Ao sair da delegacia, finalmente respirei o ar fresco trazido pela brisa do mar. Olhei para o segundo andar, onde a equipe de polícia criminal continuava trabalhando. Não obtive muitas informações, mas as dúvidas ficaram ainda maiores. Um jovem estrangeiro, sem endereço certo, tudo envolto em suspeitas; talvez até o nome fosse falso. Eu já suspeitava de sua ligação com o caso das bolinhas de vidro. Mas por que teria matado Li Xiao’ai? Seria uma questão pessoal ou algo maior, uma conspiração? Tantas perguntas sem resposta. Será que o caso terminaria assim, em silêncio? Qual seria o verdadeiro motivo por trás de tudo? Meu instinto dizia que havia algo errado, mas o quê?

Regressei ao Parque Aikon já passado do meio-dia. O vento ameno agitava as folhas secas que não eram varridas havia dias, dando ao lugar um ar melancólico. Dois seguranças, desanimados, estavam na portaria, entretidos nos celulares, trocando risadas e nem se dignavam a olhar para o portão.

De volta ao escritório de Li Xiao’ai, tudo estava silencioso. Não bati na porta, apenas encostei-me e espiei para dentro.
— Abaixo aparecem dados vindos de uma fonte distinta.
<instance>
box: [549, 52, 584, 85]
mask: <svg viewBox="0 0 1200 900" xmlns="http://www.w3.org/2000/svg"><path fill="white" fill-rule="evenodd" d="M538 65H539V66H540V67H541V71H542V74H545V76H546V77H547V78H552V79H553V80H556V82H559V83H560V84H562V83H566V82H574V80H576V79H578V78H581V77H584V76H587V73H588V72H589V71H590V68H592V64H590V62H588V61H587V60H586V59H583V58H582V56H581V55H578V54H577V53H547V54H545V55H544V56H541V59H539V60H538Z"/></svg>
Ela folheava um álbum de fotos antigo, cuidadosamente, demorando-se em cada imagem por vários segundos. Em tempos em que as fotos são quase todas digitais, aqueles retratos de papel guardavam, sem dúvida, memórias de um passado distante.

— Ah, desculpe — Li Xiao’ai se sobressaltou, fechando o álbum às pressas. — Entre, por favor.

— Não tem problema, eu que não deveria incomodar. Já almoçou? — Perguntei, aproximando-me e colocando a comida ainda quente, trazida da cafeteria, sobre a mesa.

— Não… não comi.

— Por que está tão nervosa? — estranhei. — O que estava olhando com tanto cuidado?

— Só algumas fotos antigas — respondeu, sentando-se no sofá.

— A comida ainda está quente, aproveite — incentivei.

Li Xiao’ai abriu a embalagem, me lançou um sorriso, mas percebi que era apenas um disfarce para a tristeza em seus olhos. — Obrigada.

— Não sabia do que você gostava, então…

— Não precisava se preocupar, obrigada — disse, ajeitando uma mecha de cabelo atrás da orelha. Seu tom era gentil e educado como sempre, mas parecia que sob a superfície calma havia gelo oculto.

Em época de festas, quando todos deveriam estar reunidos em casa, conversando, assistindo a novelas, cantando, jogando cartas ou mahjong, cercados de risos e doçura, ela estava ali, sozinha, no frio do escritório. Talvez não fosse por vontade própria, talvez não tivesse mesmo para onde ir. Senti uma pontada de tristeza. E quanto ao meu próprio lar, que tanto desejei? Também não desapareceu?